# Abstracts

**29.06.2018:** Cosimo-Andrea Munari (Zürich)

**Title: **Existence, uniqueness and stability of optimal portfolios of eligible assets

**Abstract: **In a capital adequacy framework, risk measures are used to determine the minimal amount of capital that a financial institution has to raise and invest in a portfolio of pre-specified eligible assets in order to pass a given capital adequacy test. From a capital efficiency perspective, it is important to be able to do so at the lowest possible cost and to identify the corresponding portfolios. We study the existence and uniqueness of such optimal portfolios as well as their stability behaviour under a perturbation of the underlying capital position. This behavior is naturally linked to the continuity properties of the set-valued map that associates to each capital position the corresponding set of optimal portfolios. Upper semicontinuity can be established under fairly natural assumptions. Lower semicontinuity is more elusive. While it is always satisfied in a polyhedral setting, it generally fails otherwise, even when the reference risk measure is convex. However, lower semicontinuity can often be established for portfolios that are close to being optimal. Besides capital adequacy, our results have a variety of natural applications to pricing, hedging, and capital allocation problems.

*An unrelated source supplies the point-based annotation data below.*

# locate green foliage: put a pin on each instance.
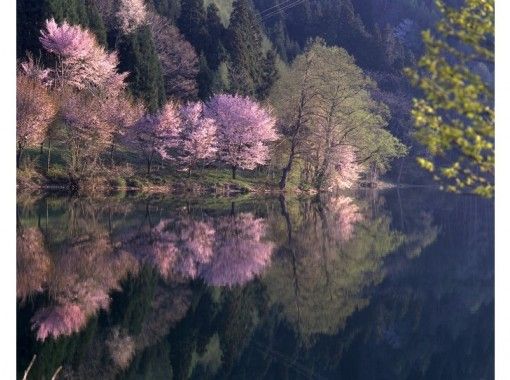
(138, 56)
(454, 118)
(245, 47)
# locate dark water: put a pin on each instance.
(388, 285)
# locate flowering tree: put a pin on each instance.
(82, 62)
(154, 135)
(121, 112)
(87, 130)
(34, 71)
(197, 139)
(58, 320)
(244, 128)
(35, 109)
(131, 15)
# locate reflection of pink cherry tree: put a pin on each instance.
(83, 275)
(344, 214)
(240, 254)
(32, 262)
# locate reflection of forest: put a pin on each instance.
(333, 252)
(162, 290)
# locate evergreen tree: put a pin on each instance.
(170, 9)
(138, 56)
(269, 74)
(192, 23)
(96, 23)
(204, 79)
(214, 50)
(245, 46)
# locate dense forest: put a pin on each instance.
(308, 93)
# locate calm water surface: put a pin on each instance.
(388, 285)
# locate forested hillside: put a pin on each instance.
(181, 51)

**25.05.2018:** Florian Stebegg (Columbia)

**Title: **Strong Duality and Relaxations in Constrained Transport

**Abstract: **Martingale Optimal Transport and Skorokhod Embedding Problems are naturally studied alongside their dual problems, also referred to as Robust Hedging Problems. Classically, the primal transport problem was relaxed to guarantee the existence of a primal optimizer (assuming continuity). We will revisit the analogon of this relaxation for Skorokhod Embedding Problems. We will furthermore explore the relaxations required for attainment in the dual problem, in both discrete and continuous time. In particular we will discuss how the choice of the dual domain can affect Strong Duality and how the existence of a dual optimizer allows for an easy derivation of Monotonicity Principles.

**11.05.2018:** Thaleia Zariphopoulou (Austin)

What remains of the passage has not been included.